Типажи, выхваченные писателем из бурного течения современности, чрезвычайно разнообразны, во многом противоречивы. Конфликты между ними носят глубинный, мировоззренческий характер, заставляя задуматься над национальной идентичностью, языковой проблемой, ролью Творца в обществе, многочисленными морально-этическими вопросами. На примере одержимого белорусчиной иностранца Литова, собирающего культурные ценности и даже пытающегося написать историческую монографию, мы видим распространенный современный тип хамелеона, для которого мимикрия стала способом существования, приобретая вычурные формы. Правда, линия Литова выглядит незавершенной, его история не истолкована в полной мере, а мотивации не вполне оправданы. Также и образ Лю, столь повзрослевшей инкарнации нимфетки Лолиты: неизвестно ради чего автор намекает на паранормальные способности девушки, но тему не развивает. Конечно, это можно и не считать нестыковкой, учитывая определенную рекурсию произведения, закольцованность сюжета в самом себе, что опять же объединяет его с еще одним, менее известным романом Набокова «Настоящая жизнь Себастьяна Найта», где неоднозначный финал также заставляет усомниться: а существовал ли вообще рассказчик на самом деле либо мы имеем дело с хитромудрой мистификацией? А если искать аналогии непосредственно в образцах детективной литературы, то прежде всего вспоминается знаменитый роман Агаты Кристи «Убийство Роджера Экрайда», где Пуаро выясняет, что преступник, вопреки всем канонам детективной литературы, не кто иной, как... сам рассказчик.

Образ устаревшего эксцентричного ученые Самусенко при всей гротескности также вызывает противоречивые чувства. С одной стороны, это трагикомический персонаж, затворник, потерявший сына, а после и жену. Но ведь он-пожалуй едва ли не единственный из участников этой истории, который по-своему преодолел внутренний кризис и живет в собственной, отчасти упорядоченной системе ценностей, хотя и не лишенной скепсиса окрестностей и влияния конспирологических теорий, а на каждый вопрос имеет особый и исчерпывающий ответ: «...помогли!»
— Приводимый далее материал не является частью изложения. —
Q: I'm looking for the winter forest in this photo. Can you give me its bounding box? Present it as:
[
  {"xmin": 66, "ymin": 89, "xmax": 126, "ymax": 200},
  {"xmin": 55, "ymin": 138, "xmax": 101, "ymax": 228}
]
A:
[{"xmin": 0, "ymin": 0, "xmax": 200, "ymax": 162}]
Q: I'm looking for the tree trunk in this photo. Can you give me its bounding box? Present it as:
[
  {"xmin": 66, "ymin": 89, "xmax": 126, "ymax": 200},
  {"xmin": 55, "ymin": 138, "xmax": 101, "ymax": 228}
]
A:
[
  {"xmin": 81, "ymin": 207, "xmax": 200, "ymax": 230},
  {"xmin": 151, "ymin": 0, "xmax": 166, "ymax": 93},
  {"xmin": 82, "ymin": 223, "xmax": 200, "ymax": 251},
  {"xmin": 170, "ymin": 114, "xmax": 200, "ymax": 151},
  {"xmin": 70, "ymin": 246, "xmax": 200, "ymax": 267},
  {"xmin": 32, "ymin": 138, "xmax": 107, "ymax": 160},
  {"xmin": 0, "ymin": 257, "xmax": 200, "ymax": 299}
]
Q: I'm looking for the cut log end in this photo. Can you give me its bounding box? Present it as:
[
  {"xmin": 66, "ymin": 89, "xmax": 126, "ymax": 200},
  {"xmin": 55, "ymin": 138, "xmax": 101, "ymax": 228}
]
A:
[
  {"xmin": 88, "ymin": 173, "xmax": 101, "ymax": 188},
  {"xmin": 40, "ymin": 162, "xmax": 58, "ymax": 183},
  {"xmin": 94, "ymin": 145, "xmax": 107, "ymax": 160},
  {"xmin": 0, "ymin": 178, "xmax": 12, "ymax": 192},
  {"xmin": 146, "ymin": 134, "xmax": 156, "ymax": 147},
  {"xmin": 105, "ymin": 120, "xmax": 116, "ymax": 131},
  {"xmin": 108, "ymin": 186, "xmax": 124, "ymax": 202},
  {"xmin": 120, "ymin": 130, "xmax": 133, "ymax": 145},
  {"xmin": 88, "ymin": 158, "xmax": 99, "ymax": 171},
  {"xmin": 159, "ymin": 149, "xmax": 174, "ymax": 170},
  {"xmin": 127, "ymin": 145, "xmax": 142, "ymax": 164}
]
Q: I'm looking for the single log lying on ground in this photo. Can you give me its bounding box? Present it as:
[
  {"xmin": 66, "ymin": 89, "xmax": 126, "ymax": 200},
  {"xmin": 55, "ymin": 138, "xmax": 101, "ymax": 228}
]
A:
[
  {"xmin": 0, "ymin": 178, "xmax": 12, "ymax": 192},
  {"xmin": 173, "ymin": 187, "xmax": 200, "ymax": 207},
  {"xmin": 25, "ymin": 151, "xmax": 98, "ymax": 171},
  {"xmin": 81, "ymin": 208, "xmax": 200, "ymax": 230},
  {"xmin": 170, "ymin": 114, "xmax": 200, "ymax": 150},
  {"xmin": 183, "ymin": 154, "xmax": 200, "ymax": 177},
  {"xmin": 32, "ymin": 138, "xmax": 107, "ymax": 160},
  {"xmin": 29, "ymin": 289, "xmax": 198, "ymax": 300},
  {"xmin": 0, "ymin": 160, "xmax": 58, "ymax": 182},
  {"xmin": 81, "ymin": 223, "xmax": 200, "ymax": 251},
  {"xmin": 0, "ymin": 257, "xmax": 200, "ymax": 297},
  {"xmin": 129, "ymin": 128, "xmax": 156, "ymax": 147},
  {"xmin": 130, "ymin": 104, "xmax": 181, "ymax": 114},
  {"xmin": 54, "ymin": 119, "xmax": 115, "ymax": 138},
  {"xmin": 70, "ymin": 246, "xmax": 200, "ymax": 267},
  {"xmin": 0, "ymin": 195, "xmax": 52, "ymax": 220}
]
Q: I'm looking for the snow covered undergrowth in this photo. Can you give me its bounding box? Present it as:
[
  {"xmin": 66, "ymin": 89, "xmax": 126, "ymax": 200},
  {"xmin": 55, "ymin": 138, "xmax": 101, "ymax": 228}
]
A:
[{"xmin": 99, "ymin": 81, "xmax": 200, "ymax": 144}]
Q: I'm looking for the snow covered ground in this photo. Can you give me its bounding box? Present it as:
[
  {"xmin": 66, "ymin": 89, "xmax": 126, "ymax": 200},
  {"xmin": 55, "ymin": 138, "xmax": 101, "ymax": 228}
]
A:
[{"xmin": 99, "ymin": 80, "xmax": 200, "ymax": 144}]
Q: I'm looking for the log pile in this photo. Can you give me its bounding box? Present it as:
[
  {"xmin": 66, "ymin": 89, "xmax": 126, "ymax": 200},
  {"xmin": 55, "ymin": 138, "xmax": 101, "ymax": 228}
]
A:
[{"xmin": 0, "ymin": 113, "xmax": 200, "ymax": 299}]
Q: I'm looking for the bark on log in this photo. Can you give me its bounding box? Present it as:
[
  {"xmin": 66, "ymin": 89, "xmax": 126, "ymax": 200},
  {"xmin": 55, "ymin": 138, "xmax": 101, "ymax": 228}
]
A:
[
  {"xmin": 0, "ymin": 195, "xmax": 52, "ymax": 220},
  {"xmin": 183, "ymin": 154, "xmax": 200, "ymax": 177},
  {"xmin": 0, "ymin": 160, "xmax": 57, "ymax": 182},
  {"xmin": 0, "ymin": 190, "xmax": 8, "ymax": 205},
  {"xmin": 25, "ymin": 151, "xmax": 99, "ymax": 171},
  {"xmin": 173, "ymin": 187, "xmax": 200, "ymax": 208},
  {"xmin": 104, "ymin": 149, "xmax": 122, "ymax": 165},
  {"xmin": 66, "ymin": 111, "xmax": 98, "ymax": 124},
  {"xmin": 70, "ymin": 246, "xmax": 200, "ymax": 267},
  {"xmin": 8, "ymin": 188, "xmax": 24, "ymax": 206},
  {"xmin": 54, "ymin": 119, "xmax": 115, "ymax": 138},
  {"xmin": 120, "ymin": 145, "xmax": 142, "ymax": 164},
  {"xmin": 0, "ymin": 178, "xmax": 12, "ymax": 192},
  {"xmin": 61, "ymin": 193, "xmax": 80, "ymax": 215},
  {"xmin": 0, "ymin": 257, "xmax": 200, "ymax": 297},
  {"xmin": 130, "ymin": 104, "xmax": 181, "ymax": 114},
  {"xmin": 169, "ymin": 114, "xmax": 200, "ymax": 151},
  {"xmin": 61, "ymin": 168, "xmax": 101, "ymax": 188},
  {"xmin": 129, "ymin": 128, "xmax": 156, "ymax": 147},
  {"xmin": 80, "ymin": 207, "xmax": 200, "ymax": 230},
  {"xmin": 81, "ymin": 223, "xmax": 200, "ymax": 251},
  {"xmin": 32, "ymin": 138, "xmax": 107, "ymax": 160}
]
Через условно детективную фабулу автор раскрывает ряд кризисов общества. Это — творческая нереализованность, невостребованность отечественной интеллигенции, ее жизнь «вне реальности», в своеобразной внутренней эмиграции. Также — проблема поверхностного, прагматичного отношения к культурному наследию, даже более деструктивного, чем обычная некомпетентность. Литов цинично вынашивает мечту сделать в своем бункере музей фальшивых артефактов: «якобы стихи и поэмы Мицкевича на белорусском языке... якобы фривольные новеллы Скорины... повесть Иоанна Борщевского, написанная белорусской кириллицей... крест Евфросинии из меди и с фальшивыми камнями, поддельные слуцкие пояса, куча ненастоящих щербатых талеров и берестяных грамот-шифровок». Он лелеет мысль,что «...подделки скорее привлекут к себе настоящее». Поэтому перед нами — своего рода предостережение от чрезмерного увлечения симулякрами и всяческого перекраивания истории на свой лад.

Что же хотел сказать Андрей Федоренко своим романом? Какой основной месседж должен был быть донесен до читателя? Каждый отыщет собственный ответ на этот вопрос, а мы дадим слово самому автору-демиургу, который напоследок произносит: «Пиша, развлекаясь, играя сам с собой в шахматы, он (Виктор Рак. — Я. Л.) научился оживлять людей, мог по первому желанию отправлять их в небытие и так же возвращать обратно. Это было так ново, интересно, необычно, захватывающе — власть творца над своими героями! Более того — что-то подсказывало ему, что это и есть единственная в мире настоящая власть, хотя бы потому, что она самодостаточна, ей ничего не угрожает: ни выборы, ни референдумы, ни путчи с революциями…»

Пожалуй, ради того, чтобы переживать этот ни с чем не сравнимый опыт, писатели и создают собственные миры.